The teenage model, who is quickly following in his mom and dad, Djimon Hounsou’s footsteps, also did an interview on behalf of the clothing brand. When asked about his fashion inspiration, it’s no surprise that his supermodel mother is one.

“Some fashion influences of mine would definitely be my mom, who helps me and talks to me about those types of things,” Kenzo said of the former model, who famously walked for Chanel. “And Alton Mason, who I really look up to.”

Of course, the proud mama of five gave her son public praise for his latest achievement. Simmons, 50, shared her excitement via Instagram, sharing multiple pictures from the campaign. In several images, Kenzo is photographed wearing casual wear like sweats, shorts, and T-shirts while holding a basketball.

“So proud of my baby @kenzoklh for his first modeling campaign for @weareeve_ !!! 😍🥹 Congratulations! Mama loves you! 🏀❤️,” she wrote.

In May, Kenzo turned 16, and he’s already a whopping 6’7, towering over his mother and siblings. He’s using those talents to play basketball, and now, to model.

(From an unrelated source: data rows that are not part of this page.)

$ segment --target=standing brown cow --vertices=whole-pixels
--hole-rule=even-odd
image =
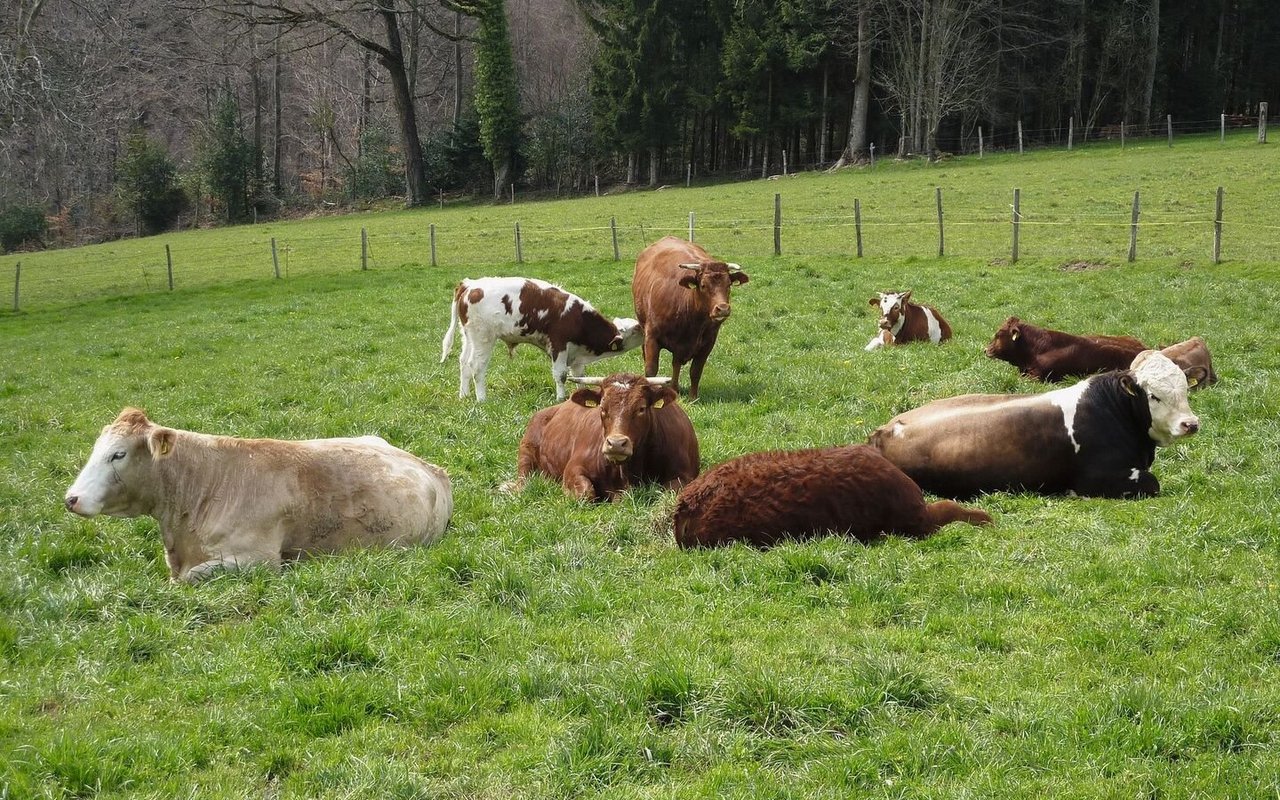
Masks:
[[[737,264],[674,236],[646,247],[631,281],[636,319],[644,327],[644,373],[657,375],[658,354],[669,350],[672,387],[680,391],[680,367],[689,362],[689,399],[698,399],[702,367],[729,318],[729,289],[747,280]]]
[[[698,437],[666,384],[669,378],[618,373],[586,384],[533,415],[507,492],[531,472],[560,480],[580,500],[612,500],[636,483],[678,489],[698,475]]]

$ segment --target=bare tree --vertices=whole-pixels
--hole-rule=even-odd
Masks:
[[[849,112],[849,138],[845,142],[844,151],[832,165],[839,169],[852,164],[862,157],[867,147],[867,112],[871,106],[871,2],[869,0],[842,0],[846,3],[846,12],[856,15],[856,33],[850,37],[843,26],[832,31],[832,38],[842,45],[846,52],[854,54],[853,104]],[[843,20],[842,20],[843,21]]]

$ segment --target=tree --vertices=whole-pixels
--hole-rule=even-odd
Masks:
[[[205,132],[201,168],[209,191],[221,203],[227,222],[249,214],[255,161],[261,155],[244,135],[235,97],[224,92]]]
[[[178,185],[178,167],[141,129],[129,137],[116,183],[120,199],[133,209],[137,233],[158,233],[173,225],[187,204]]]
[[[493,196],[501,197],[520,137],[520,95],[503,0],[457,4],[476,19],[476,117],[480,144],[493,165]]]
[[[862,157],[867,148],[867,112],[871,106],[871,22],[868,0],[856,0],[857,25],[852,39],[843,27],[835,31],[836,42],[843,42],[854,54],[853,102],[849,109],[849,137],[840,158],[831,167],[839,169]]]

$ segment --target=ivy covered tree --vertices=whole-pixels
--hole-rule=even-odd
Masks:
[[[133,210],[139,236],[172,227],[187,207],[177,165],[142,130],[135,130],[125,145],[116,192]]]
[[[249,216],[254,163],[260,157],[245,137],[235,97],[224,92],[205,131],[200,166],[209,192],[222,206],[227,222]]]
[[[476,20],[475,109],[480,146],[493,165],[493,196],[502,195],[520,144],[520,90],[503,0],[457,4]]]

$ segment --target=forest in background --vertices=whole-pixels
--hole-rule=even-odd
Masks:
[[[16,0],[0,247],[1078,139],[1280,94],[1268,0]],[[1007,141],[1007,139],[1006,139]]]

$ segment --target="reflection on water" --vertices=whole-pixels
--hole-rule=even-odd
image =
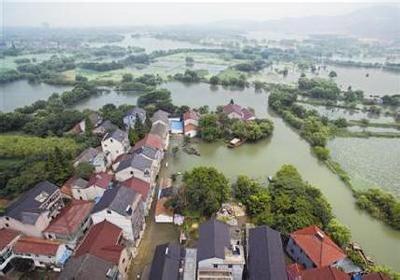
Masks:
[[[399,139],[335,138],[328,147],[355,187],[382,187],[400,197]]]

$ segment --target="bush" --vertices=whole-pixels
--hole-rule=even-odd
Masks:
[[[320,160],[327,160],[329,158],[329,149],[321,146],[313,147],[313,152]]]

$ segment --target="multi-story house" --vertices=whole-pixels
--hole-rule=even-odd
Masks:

“I’m so proud of you for the young man that you’re becoming!” Simmons wrote about him back in June. “An amazing brother, son, friend, teammate, and so much more! Mama loves you sooooo much!! Keep rising to the top! I’m right by your side every step of the way! ❤️🏀💎

Simmons had Kenzo with her ex, Djimon Hounsou. The Academy Award-nominated actor also started his career as a model in Paris in the late ’80s, going on to appear in music videos for Tina Turner, Janet Jackson, and En Vogue. Simmons also has another son, Wolfe, 10, who she had with ex-husband Tim Leissner. Additionally, the Baby Phat founder is mother to daughters Aoki, 21, and Ming, 25, whom she shares with her ex-husband Russell Simmons. The TV personality’s fifth child, Gary, was welcomed by adoption when he was 10 years old.

She is set to hit TV screens again in December with her new series, Kimora Back In The Fab Lane, where we’ll get another glimpse into her life as a mom and businesswoman.